As I sat down with my calendar and notepad in hand to plan out this year’s DIY projects, my list was dictated by one object. One very annoying and pesky varmint.
Not the most flattering thing to have to reveal to my audience, but seems to be common knowledge to those that live in a home older than 100 years. Our house has all kinds of nooks and crannies for those pesky squirrels to roam and run.
And it Drives. Me. Nuts.
Pardon the pun, but this is true. And our poor ceilings. They are loaded with pock marks from me pounding a mop handle at them, trying to scare the squirrels away.
We’ve tried almost everything. Moth balls. Steel wool. Wire mesh. Have-a-heart traps. But those dang squirrels are out-smarting us. Just when we think we’ve found their entry spot, they show us otherwise.
And I feel like Bill Murray from Caddyshack. For those of you whom haven’t seen that movie, Bill Murray’s character desperately tries to get rid of the gophers that are tearing up the golf course. He was so desperate that he put dynamite in every hole and ended up hurting himself. Those gophers kept out-smarting him.
In the picture above, Sean so lovingly photoshopped my face on to Bill Murray’s from a scene in Caddyshack. That is how obsessed I have become with trying to beat the free-loading squirrels.
So here is my list of larger scale DIY projects that I vow to complete for 2016:
* Gut the den down to the beams. Close up areas of varmint entry. Install insulation and then install wood plank walls all the way to the ceiling peek. Then of course, white wash the wood planks and make the room pretty again.
* Tear down the ceiling in the kitchen. Aye Aye Aye. But it must be done. I actually am looking forward to this project because the ceiling in our kitchen is a little on the low side and I have been wanting to open it up and expose the old beams. Here’s hoping that doesn’t turn into a can of worms. Once the ceiling has been opened, we hope to install a vent over our stove, add recessed lighting around the perimeter of the kitchen, and of course, plug up the unwanted entry of the squirrels. Damn freeloaders.
* Turn the pantry and walk-thru room to the den into a Butler’s pantry. Our house did originally have a Butler’s pantry and somewhere along the line someone put up a random fiberboard wall and made it into two rooms. I have longed to bring back a Butler’s pantry in our house and this is the year to do it.

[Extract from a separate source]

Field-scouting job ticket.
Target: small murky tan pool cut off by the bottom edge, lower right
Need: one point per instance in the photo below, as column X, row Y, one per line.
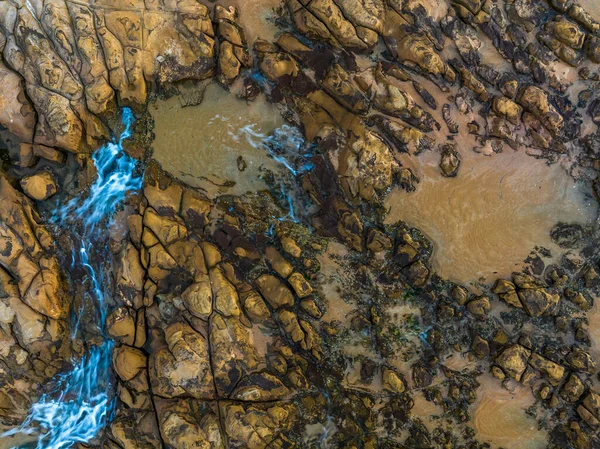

* Rebuild, remake, redesign our master bedroom. Our current master bedroom faces north, and is cold and dark. I want to relocate to the room facing south, tear down one wall to extend the room by 4 feet, attempt to try my hand at hanging wallpaper on one wall, and really make our room into a comfortable and magazine worthy retreat. This vision has been 5 years in the making. Enough already. Design board forthcoming.
* Tear out the dropped ceiling on our back porch and expose the beams and the height of the true ceiling. And too, bid a “sayonara” to those dang squirrels. Seal up whatever entries we find and do our best to not entertain any dynamite.
So this is my plan. I have noted these projects on my calendar, though in pencil, and I am anxious to get started. All of these projects will be brought to you both from my beloved blog, and from Brooke’s House & Home, which will be a weekly series starting soon.
And too, I will have a bastion of other fun, smaller scale projects, to fill in throughout the year.
So bring on the year, and a handy tool belt. I’ve got work to do and projects to share. Another year full of Be Fed Again!
Jean H says
You’ve got your work cut out for you…we’ve had mice and they’re not easy either to get rid of! Good luck Brooke with your projects. I know each one will be well done and can’t wait to see them!!!
Amy Lyon says
Good luck with your projects!! I must say tho… I stared at the arrangement of tulips on your island in awe/jealousy for a bit. 🙂 Gorgeous, as is the rest of your soon-to-be-rodent free home!!
Jacki says
While you’re up there, make sure you check the wiring too – yes, those little rotters like to chew on the insulation of the wires. If this doesn’t happen to electrocute them, it can be a fire hazard. Good luck with it – you show ’em who’s boss!